BOSTON — It’s usually an adventure when Boone Logan takes the mound, but last night, the only left-hander in the Yankees’ bullpen won a thrilling battle against Adrian Gonzalez — and helped beat the rival Red Sox.
With the bases loaded and two outs in the fifth inning, Logan had the lefty-swinging Gonzalez in an 0-2 hole. He had thrown a fastball for a called strike one and tossed a slider that Gonzalez chased for strike two.
“I said if I just throw this next pitch, a slider in the dirt, he will swing over it,” Logan said, “and he did.”

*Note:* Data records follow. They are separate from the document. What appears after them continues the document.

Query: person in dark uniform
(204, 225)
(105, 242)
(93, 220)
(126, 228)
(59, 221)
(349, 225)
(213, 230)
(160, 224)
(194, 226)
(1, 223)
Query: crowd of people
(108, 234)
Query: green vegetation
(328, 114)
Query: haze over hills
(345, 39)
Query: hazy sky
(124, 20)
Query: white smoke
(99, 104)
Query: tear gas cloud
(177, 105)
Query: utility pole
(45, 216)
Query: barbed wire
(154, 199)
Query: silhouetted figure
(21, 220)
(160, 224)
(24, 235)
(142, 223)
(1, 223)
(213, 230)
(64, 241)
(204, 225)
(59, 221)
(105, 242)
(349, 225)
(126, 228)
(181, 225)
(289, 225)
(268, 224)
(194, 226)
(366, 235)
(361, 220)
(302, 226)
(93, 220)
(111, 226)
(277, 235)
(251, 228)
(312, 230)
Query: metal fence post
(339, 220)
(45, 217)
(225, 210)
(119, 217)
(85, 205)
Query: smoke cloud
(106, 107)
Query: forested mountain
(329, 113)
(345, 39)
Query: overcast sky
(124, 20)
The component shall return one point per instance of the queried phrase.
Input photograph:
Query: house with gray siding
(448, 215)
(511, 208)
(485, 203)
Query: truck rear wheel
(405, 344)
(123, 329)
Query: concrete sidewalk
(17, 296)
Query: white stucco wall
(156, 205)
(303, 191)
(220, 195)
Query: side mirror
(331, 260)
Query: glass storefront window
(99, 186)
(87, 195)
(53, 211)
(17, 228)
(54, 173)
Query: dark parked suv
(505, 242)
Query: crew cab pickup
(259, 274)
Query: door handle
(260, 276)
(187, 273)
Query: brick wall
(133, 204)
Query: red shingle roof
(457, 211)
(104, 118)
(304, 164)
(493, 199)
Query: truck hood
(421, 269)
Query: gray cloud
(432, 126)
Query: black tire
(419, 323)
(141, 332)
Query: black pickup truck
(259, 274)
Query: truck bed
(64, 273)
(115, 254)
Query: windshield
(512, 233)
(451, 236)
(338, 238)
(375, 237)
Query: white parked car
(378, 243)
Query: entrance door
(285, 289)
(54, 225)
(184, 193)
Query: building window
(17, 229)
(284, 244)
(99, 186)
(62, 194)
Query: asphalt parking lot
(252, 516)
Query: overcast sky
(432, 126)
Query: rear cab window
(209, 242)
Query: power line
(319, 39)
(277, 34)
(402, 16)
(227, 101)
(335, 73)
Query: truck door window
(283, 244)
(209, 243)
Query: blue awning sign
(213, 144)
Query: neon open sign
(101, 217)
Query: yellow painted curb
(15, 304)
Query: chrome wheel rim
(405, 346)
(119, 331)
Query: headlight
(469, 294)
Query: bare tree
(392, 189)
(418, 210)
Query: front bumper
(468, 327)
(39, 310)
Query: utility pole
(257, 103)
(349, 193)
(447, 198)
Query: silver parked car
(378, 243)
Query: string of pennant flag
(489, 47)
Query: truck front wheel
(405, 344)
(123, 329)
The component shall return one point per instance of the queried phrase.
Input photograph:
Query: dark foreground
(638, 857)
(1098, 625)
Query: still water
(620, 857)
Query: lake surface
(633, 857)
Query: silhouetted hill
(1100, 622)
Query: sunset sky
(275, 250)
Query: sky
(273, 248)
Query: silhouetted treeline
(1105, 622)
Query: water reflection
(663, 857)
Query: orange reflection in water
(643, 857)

Logan, who had relieved Bartolo Colon for Gonzalez’s at-bat, got the favorite to win the AL MVP to flail at a slider for strike three, helping to preserve the Yankees’ one-run lead and eventual 3-2 win. It was part of a superb effort by the unreliable Logan whose effort was matched by the equally unreliable Rafael Soriano.
After whiffing Gonzalez to end the fifth, Logan (3-2) began the sixth by getting Kevin Youkilis to ground out and striking out lefty-swinging David Ortiz with another slider. After Logan served up a double to Carl Crawford, Cory Wade came in to retire Jarrod Saltalamacchia and end the inning.
Catcher Russell Martin called Logan “super important, especially against the Red Sox.”
Entering the game, lefties were batting .246 against Logan; even worse, they had posted a .449 slugging percentage against him — with three homers and seven extra-base hits in 69 at-bats. Last year, lefties hit only .190 off Logan with no homers and just one extra-base hit in 79 at-bats.
Soriano’s effort was even more impressive. The recently-activated $35 million reliever, pitching for just the third time since May 13 thanks to a two-and-a-half-month stint on the disabled list with elbow inflammation, zipped through the Red Sox in the seventh inning, retiring them 1-2-3. Soriano got Josh Reddick to foul out to third, retired Marco Scutaro on a liner to left and struck out Jacoby Ellsbury.
“He’s back,” Martin said. “He’s got his 95-mph fastball. His slider’s super sharp. I think that’s the key.”
Last night was the first time Soriano, who has retired all nine men he has faced since coming off the disabled list, pitched in any inning but the eighth or ninth this year. He said he had no problem with taking the seventh.
“I’ll do any inning they give to me,” he said. “I’m here to pitch.”